Emergence of Dabigatran for Prevention and Treatment of Blood Clots

Implications: These data help strengthen the growing perception that oral agents in general, direct thrombin inhibitors in particular, and perhaps specifically dabigatran, represent the future of anticoagulation therapy.  Safety data are of paramount importance, given the prior failure of ximelagatran in this respect, and thus far dabigatran indeed has avoided causing similar liver toxicity.  Ongoing studies of dabigatran, and of other oral agents such as the factor Xa inhibitors, in treatment of venous thrombosis and pulmonary embolism will add critical information in this area.

Analysis: As further data become available on new oral agents for prevention and treatment of venous thrombosis and pulmonary embolism (the same basic disease process and collectively known as VTE), it becomes increasingly clear that the future for oral agents is bright and that for parenteral agents may be limited.
Current prevention regimens are difficult for patients because of the need for injectable drugs, usually either fondaparinux (Arixtra), enoxaparin (Lovenox), dalteparin (Fragmin), or heparin.  Patients certainly prefer an oral drug, and the injections are safe but not completely without adverse effects, and administration costs are significant when injections are given by healthcare personnel.

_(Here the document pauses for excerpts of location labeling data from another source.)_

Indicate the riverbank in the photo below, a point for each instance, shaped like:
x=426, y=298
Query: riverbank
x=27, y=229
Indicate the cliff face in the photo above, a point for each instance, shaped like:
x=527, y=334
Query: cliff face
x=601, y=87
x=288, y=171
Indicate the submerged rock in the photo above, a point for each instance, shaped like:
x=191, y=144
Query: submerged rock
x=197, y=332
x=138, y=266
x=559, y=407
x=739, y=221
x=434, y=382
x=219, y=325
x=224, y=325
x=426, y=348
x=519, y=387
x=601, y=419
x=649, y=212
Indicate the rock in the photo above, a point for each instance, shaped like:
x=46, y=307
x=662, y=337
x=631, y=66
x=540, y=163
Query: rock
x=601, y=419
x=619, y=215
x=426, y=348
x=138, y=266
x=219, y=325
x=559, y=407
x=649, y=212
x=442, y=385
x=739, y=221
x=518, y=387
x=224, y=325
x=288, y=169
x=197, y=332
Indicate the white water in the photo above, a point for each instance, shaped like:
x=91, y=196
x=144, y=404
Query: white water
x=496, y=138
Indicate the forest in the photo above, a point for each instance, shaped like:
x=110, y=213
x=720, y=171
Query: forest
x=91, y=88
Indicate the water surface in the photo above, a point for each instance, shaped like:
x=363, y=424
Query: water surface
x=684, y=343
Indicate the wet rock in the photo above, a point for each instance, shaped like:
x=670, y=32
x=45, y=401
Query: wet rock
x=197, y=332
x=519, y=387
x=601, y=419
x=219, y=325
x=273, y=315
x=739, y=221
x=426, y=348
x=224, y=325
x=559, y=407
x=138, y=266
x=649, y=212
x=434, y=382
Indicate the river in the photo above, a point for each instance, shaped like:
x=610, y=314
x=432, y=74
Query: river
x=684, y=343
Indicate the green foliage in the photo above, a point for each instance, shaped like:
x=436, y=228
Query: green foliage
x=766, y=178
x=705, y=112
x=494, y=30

Treatment regimens are even more difficult, costly, and labor-intensive.  The same injectable drugs are used, albeit for as many as 5-7 days in most instances, until warfarin (Coumadin) is "loaded" into the bloodstream.
Finally, and perhaps most importantly, replacing warfarin with a more predictable drug, with fewer drug interactions, no further need for blood test monitoring, and a similarly low risk profile, remains the Holy Grail of anticoagulation therapy.  An entire cottage industry has grown up around educating patients about warfarin effects, monitoring, and dietary restrictions, and simpler methods for obtaining these repeated blood specimens.
Dabigatran appears to achieve these goals in somewhat limited data thus far.  The "RE-COVER" and "RE-MEDY" trials of dabigatran in treatment of established VTE will be exceedingly important for Boehringer-Ingelheim in demonstrating the success or failure of the drug in large numbers of patients with this diagnosis.
While other studies have been done on long-acting injectable drugs as an alternative to daily oral drugs, I think this concept will be less appealing to patients and to those of us treating VTE in large numbers of patients.  Oral is still so much preferred by patients, and we are all frightened by the prospect of trying to reverse the effect of a blood thinner and keep it reversed over the lengthy intervals while the drug clears from the patient's system.